Heart transplantation is the most advanced treatment for end-stage heart disease, the final phase of the disease when there is no effective medical or surgical treatment. The most common procedure is to take a working heart from a recently deceased organ donor and implant it into the patient.
A number of different conditions can damage your heart to the point where other treatments are unsuccessful and a transplant is the best chance for cure. These include:
- Congenital heart disease
- Coronary artery disease
- Heart failure
- Pulmonary hypertension
- Valvular heart disease
Other conditions may exclude a patient from consideration for a transplant, such as irreversible pulmonary hypertension, cancer, HIV, active drug or alcohol addiction, acute mental incompetence and severe muscle loss due to malnutrition, called cardiac cachexia. A number of other conditions are evaluated on an individual basis to determine transplant suitability.
Your heart specialist may ask that you be evaluated for a heart transplant if he or she believes that your heart disease is so advanced that there are no other treatment options and that you would be a good candidate for this surgery.
Once it is determined that you would benefit from transplant surgery, your name will be placed on a waiting list to receive a donor heart. There currently are not enough donor hearts available for the people who need them. Regulations state that hearts must go to the sickest patients first in a given area.
Research currently is being done to evaluate devices that potentially could act as a “bridge” to transplantation by replacing heart function with a machine until a donor heart is available.
The pre-transplant evaluation includes assessment of both the cardiac and extra-cardiac systems. Stable patients usually are able to complete the standard pre-transplant selection protocol on an outpatient basis.
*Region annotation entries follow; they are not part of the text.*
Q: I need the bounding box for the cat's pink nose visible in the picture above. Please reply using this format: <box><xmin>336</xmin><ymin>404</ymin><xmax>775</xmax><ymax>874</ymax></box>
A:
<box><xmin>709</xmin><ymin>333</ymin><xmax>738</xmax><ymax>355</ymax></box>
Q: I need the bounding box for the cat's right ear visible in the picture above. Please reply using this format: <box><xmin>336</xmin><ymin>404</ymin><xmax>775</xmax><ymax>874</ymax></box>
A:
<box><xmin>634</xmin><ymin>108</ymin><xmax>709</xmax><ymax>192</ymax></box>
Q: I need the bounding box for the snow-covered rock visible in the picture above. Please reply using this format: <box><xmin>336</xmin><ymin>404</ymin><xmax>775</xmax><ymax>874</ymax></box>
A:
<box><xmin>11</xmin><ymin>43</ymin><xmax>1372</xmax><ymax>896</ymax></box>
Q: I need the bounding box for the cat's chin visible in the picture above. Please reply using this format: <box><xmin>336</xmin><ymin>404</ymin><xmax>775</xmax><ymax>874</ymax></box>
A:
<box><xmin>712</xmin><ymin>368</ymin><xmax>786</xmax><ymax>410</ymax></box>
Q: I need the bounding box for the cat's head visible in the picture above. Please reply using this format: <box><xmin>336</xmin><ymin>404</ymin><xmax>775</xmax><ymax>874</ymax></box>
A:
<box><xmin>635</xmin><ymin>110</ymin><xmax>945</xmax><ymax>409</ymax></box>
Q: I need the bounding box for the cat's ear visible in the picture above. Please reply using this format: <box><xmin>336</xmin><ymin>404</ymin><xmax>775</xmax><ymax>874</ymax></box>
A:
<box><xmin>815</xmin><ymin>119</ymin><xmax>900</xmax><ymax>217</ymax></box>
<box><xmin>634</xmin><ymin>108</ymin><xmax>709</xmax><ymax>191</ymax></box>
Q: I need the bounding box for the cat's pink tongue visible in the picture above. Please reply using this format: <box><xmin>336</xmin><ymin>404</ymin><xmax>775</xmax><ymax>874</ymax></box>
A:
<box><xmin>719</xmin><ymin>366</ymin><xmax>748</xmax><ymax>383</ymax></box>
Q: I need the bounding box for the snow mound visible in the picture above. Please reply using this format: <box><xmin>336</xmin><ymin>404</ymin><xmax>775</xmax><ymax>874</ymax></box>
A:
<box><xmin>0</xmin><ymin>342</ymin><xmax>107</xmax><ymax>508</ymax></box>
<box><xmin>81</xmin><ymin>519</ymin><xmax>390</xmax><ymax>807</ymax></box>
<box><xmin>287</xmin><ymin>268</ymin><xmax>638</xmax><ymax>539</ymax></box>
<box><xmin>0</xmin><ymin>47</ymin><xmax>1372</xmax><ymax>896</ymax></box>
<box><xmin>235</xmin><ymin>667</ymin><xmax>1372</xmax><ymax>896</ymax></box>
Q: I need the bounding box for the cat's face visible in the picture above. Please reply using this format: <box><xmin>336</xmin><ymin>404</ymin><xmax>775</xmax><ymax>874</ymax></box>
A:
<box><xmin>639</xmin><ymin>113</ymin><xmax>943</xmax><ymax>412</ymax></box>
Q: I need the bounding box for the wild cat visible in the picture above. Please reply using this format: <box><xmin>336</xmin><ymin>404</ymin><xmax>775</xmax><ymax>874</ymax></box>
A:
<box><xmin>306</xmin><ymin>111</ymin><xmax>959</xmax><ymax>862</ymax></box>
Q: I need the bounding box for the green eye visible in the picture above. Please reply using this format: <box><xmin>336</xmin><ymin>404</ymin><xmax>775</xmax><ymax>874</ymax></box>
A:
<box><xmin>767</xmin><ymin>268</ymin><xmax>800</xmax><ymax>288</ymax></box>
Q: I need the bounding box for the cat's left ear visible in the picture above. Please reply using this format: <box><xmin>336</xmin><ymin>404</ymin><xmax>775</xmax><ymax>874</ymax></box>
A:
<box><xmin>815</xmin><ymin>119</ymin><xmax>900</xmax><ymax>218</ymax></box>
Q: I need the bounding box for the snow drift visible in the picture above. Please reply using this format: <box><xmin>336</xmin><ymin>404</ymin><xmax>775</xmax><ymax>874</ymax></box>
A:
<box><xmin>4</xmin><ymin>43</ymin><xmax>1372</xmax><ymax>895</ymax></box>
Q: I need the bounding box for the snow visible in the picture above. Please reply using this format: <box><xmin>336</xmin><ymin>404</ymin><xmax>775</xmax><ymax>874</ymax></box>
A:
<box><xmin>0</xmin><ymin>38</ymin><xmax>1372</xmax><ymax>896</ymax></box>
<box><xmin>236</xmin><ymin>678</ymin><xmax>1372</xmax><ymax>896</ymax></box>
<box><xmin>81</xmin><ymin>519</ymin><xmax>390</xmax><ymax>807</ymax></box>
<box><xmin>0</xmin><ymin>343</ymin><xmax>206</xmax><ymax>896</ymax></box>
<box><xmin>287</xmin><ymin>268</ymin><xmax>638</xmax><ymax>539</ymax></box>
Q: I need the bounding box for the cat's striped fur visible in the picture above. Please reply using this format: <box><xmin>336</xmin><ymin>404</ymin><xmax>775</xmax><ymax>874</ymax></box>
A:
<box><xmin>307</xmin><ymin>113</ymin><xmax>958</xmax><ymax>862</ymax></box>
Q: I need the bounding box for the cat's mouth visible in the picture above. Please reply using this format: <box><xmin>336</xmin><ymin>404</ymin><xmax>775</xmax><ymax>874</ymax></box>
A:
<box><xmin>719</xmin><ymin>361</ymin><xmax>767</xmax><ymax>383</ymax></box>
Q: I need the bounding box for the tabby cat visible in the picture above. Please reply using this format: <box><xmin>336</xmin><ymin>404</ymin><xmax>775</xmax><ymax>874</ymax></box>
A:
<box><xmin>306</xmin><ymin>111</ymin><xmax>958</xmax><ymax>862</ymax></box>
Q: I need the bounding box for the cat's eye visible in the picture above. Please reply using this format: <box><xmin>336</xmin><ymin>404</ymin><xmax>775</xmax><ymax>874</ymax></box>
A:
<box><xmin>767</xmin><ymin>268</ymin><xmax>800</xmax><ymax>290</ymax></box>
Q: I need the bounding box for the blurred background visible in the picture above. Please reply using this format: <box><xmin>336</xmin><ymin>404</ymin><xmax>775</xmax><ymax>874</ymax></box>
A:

One of the most important components of the cardiac evaluation is an assessment of pulmonary vascular health. If the patient has pulmonary hypertension, it is essential to determine its severity and potential for cure. These trials are conducted in the hospital with right heart catheterization and continuous hemodynamic monitoring often for periods of six to 12 hours.
Additional routine components of the cardiac assessment include:
- Non-invasive studies to evaluate the function of the heart muscle, including echocardiography and radionuclide scans
- Perfusion tests, which measure the amount of blood flow to tissue, including resting and stress radionuclide scans or echocardiography
- The measurement of maximal oxygen uptake during standard exercise studies
Some patients also may need formal cardiac catheterization, including coronary angiography and ventriculography, myocardial biopsy and electrophysiologic studies.
In addition, there are a number of non-heart-related tests and other components that are part of the pre-transplant evaluation, including:
- Pulmonary function testing including spirometry and arterial blood gases
- Lab tests for kidney and liver function
- Interviews with the social worker, transplant coordinator and psychiatrist
- Infectious disease screening including serology and skin testing
- Immunogenetics including blood and tissue typing as well as checking your human leukocyte antigens (HLA) level
- Cancer screening that includes chest X-rays and stools samples for everyone; mammograms, breast and pelvic exams for women; and prostate-specific antigen (PSA) and prostate exams for men
Depending on your specific situation, additional tests may be run during the initial screening.
While the main focus of the evaluation is to determine whether the patient is a suitable candidate for transplantation, the team also works with the patient and family to resolve any potentially reversible conditions such as smoking, drug addition, obesity, mental distress, financial problems and so on.
Patients deemed to be acceptable candidates for transplantation are put on the donor waiting list. Patients may be supported by a variety of medications and devices, including pacemakers, defibrillators and ventricular assistance devices until they can be transplanted.
After the transplant has been performed, the patient is taken into ICU to recover. When they wake up, they will be transferred to a recovery unit in order to be rehabilitated. How long they remain in hospital post-transplant depends on the patient’s general health and how well the new heart is working. Doctors typically like the new recipients to leave hospitals within 1 to 2 weeks after surgery due to a high risk of infection while in a hospital.
Once the patient is released, they will have to return to the hospital for regular check-ups and rehabilitation sessions. They may also require emotional support. As the patient adjusts to their transplant, the number of visits to the hospital will decrease over time. The patient will have to remain on immunosuppressant medication to avoid the possibility of rejection.
Post-operation survival periods now average 15 years.